Wednesday, December 26, 2018

The supplementary budget fiasco

Mamburry Njie, Finance Minister 
Last week, Gambia's National Assembly went out on a limb by voting down a supplementary budget request from the finance minister in the amount of D1.2 billion.  The request came approximately three weeks before the end of the 2018 fiscal year which, in addition to the large amount of the request, is estimated to be in the region of 6% of the current 2018 budget, drew the attention of a number of parliamentarians. 

The combination of these factors riled up members of parliament, resulted in the defeat of the motion to approve the Supplementary Appropriation Bill which, according to sources, was a historic first, a rarity that could have contributed to the frustration as well as the animated agitation the finance minister. 

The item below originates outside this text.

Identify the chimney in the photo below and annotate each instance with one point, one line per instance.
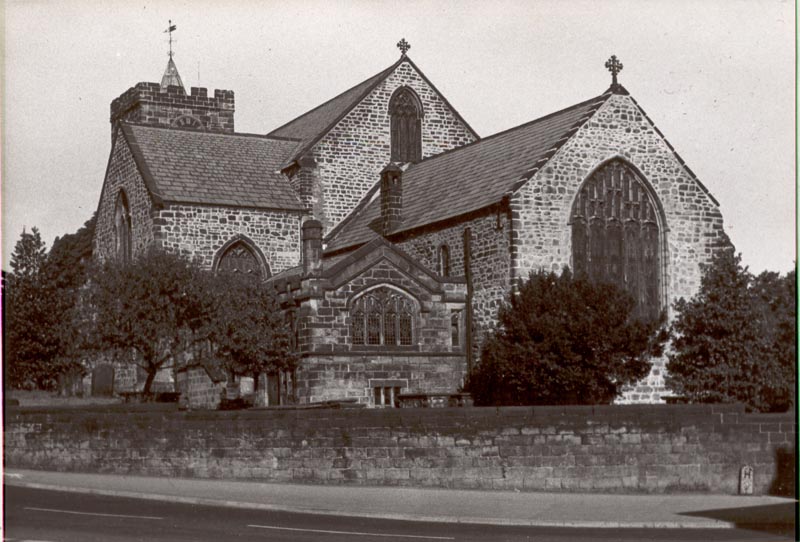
(312, 247)
(391, 198)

The decision to vote down the request, hailed as a courageous act of defiance from the norm, was short-lived and subsequently reversed a few days later through a parliamentary maneuver engineered, according to sources, at the State House and employed by the Finance Minister.  The move was tacitly endorsed by the Speaker, the Deputy Speaker - both members of the UDP and both nominated by President Barrow - and a collection of rogue parliamentarians from the majority party and nominated members from other parties. 

Although no evidence exists to confirm that parliamentarians who changed their positions and voted for the motion the second time around were in cahoots with State House, it did not deter some from making such allegation.  The closeness of the vote - 16 parliamentarians for and 16 against - required a tie-breaker from the Speaker for the motion to pass - a vote that activists deemed unconstitutional and who publicly promised to challenge it in court. 

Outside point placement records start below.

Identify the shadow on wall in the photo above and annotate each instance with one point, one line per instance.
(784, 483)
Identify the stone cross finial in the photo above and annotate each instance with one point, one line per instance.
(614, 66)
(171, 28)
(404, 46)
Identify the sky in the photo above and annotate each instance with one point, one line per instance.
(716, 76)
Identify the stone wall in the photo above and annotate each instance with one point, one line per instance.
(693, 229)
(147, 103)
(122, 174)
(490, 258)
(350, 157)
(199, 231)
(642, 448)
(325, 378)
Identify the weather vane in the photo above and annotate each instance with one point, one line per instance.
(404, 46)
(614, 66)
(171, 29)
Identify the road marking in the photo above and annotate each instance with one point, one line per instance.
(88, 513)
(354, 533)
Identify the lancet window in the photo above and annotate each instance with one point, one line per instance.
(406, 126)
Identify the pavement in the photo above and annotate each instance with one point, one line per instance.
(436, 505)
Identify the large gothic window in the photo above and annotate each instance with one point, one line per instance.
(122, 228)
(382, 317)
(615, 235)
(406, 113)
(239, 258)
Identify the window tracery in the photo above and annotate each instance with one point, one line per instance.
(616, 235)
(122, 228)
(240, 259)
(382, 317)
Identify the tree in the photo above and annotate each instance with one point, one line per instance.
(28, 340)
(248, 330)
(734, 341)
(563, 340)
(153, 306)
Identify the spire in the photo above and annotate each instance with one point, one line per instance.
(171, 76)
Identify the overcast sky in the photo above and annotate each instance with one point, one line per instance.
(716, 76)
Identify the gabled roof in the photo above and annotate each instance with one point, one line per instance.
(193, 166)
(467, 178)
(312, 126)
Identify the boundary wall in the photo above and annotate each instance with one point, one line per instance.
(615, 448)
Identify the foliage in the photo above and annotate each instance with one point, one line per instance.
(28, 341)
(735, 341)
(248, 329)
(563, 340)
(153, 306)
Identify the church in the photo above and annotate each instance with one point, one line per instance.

The dramatic reversal of a short-lived victory by parliamentarians, who thought they had succeeded in holding the line on runaway spending, sent shockwaves across the National Assembly and, among social media activists.  Tempers rose and passions erupted, resulting in some parliamentarians demanding the resignation of the finance minister who furiously declined to accede to the parliamentarian's demand.

Supplementary budget requests are an integral part of the budget process and a very useful tool at that.  However, during the 22-year dictatorial regime of Yaya Jammeh, the procedure has been abused, facilitated in part for lack of a strong and independent legislative arm of government.  The National Assembly under Jammeh was referred to as the "rubber stamp parliament"- a well-earned label.  Members approved whatever was brought before them.  That era appears to have elapsed. 

Supplementary appropriations were routinely submitted on multiple occasions in a single fiscal year with the Office of the President and the Defense Ministry of which the president is the minister were the main beneficiaries at the expense of social sector ministries and agriculture.  The practise helped fuel the domestic borrowing, contributing in no small measure to the overall debt to GDP ratio that has risen from 120% under Jammeh to 130% since the transition government under Adama Barrow took charge of the affairs of the state. 

Fiscal discipline has become the mantra of the government but most of its actions point in the wrong direction and the Gambian people are expecting the National Assembly to play the role of the adult in the room.  Members tried playing that role and almost succeeded by forcing government to reduce its initial request by approximately half - a reduction in both the amount and line items (or sub-heads) - suggesting that the initial request of D1.2 billion was a highly questionable sum, to put it mildly.  The experience also will serve as a warning to the executive branch that the National Assembly is ready and willing to take its oversight responsibility seriously.